The Seahawks loaded for bear last year by trading for Percy Harvin and beefing up the defensive line with free agents, including Cliff Avril (8.0 sacks) and Michael Bennett (8.5 sacks). Otherwise, they were pretty much set. Over the past several years, GM John Schneider and head coach Pete Carroll have worked their magic at the draft, picking up Pro Bowlers like QB Russell Wilson (third round, 2012), CB Richard Sherman (fifth round, 2011) and safety Kam Chancellor (fifth round, 2010) in the later rounds and signing them to inexpensive contracts. Wilson, for example, will make just over $650,000 in 2014.
This gives the Seahawks plenty of room under the salary cap to sign whomever they want. Bennett and WR Golden Tate (64 catches, five TDs) are free agents this summer, and both could be brought back – especially with DE Chris Clemons and WR Sidney Rice expected to be cut loose due to injuries. Having said that, most of what Seattle needs for 2014 can be found in the draft, and that’s been working out pretty well. Why pay more?
The Unger Games
The first order of business will be to improve the offensive line. Aside from LT Russell Okung (who might need surgery on his toe) and center Max Unger, there are no must-have players on this unit. Seattle’s early mock drafts focussed on Antonio Richardson from Tennessee, a 6-foot-6, 330-pound left tackle with long arms and a good work ethic. But Richardson could be gone before Seattle picks No. 32 overall.
More recent mock drafts suggest the ‘Hawks could go with a tight end, specifically Jace Amaro from Texas Tech. Don’t forget: tight ends block, too, although Amaro’s strong suit is in the receiving department. He’s 6-foot-5 and 260 pounds with soft hands and the power to pick up those valuable yards after catch. However, the Seahawks already have Zach Miller (33 catches, five TDs) and Luke Willson (20 catches), so Amaro might be a luxury at this spot in the draft.
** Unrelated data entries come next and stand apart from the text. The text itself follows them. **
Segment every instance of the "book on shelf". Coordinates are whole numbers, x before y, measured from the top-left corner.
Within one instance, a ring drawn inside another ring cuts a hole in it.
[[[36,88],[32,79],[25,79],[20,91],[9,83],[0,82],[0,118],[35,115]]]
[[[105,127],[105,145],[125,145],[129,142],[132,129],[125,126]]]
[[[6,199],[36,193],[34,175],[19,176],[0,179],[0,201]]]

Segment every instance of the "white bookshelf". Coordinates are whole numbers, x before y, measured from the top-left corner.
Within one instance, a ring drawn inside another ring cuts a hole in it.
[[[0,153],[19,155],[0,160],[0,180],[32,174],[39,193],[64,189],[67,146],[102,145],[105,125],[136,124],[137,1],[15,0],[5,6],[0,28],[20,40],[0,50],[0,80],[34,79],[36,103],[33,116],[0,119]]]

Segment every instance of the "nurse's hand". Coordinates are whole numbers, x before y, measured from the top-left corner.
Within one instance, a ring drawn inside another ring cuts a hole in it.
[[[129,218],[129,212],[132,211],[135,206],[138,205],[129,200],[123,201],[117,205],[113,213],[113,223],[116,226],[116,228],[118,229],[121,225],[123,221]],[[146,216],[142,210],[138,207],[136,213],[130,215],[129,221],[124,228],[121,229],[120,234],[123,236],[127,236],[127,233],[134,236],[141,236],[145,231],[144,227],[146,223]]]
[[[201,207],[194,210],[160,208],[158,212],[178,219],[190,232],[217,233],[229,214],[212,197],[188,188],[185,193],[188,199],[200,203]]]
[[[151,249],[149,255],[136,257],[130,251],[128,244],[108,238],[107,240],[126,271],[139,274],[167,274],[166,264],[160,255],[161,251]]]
There’s also some talk of drafting Penn State WR Allen Robinson and not spending the cash on Tate. Robinson was a first-team All-American last year and seems to have a good head on his shoulders, but again, Seattle’s not too concerned about its receiving corps after players like Doug Baldwin (50 catches, five TDs) and Jermaine Kearse (22 catches, four TDs) stepped up while Harvin and Rice were injured. Wide receivers aren’t too hard to find, anyway.
Whatever the Seahawks decide to do with that first-round selection, there are six other picks to make in the 2014 Draft, and plenty of money to spend judiciously in a free-agent market where players are going to want to come to town. The coffee’s pretty good in Seattle. So are other things besides coffee that certain athletes enjoy. Namaste!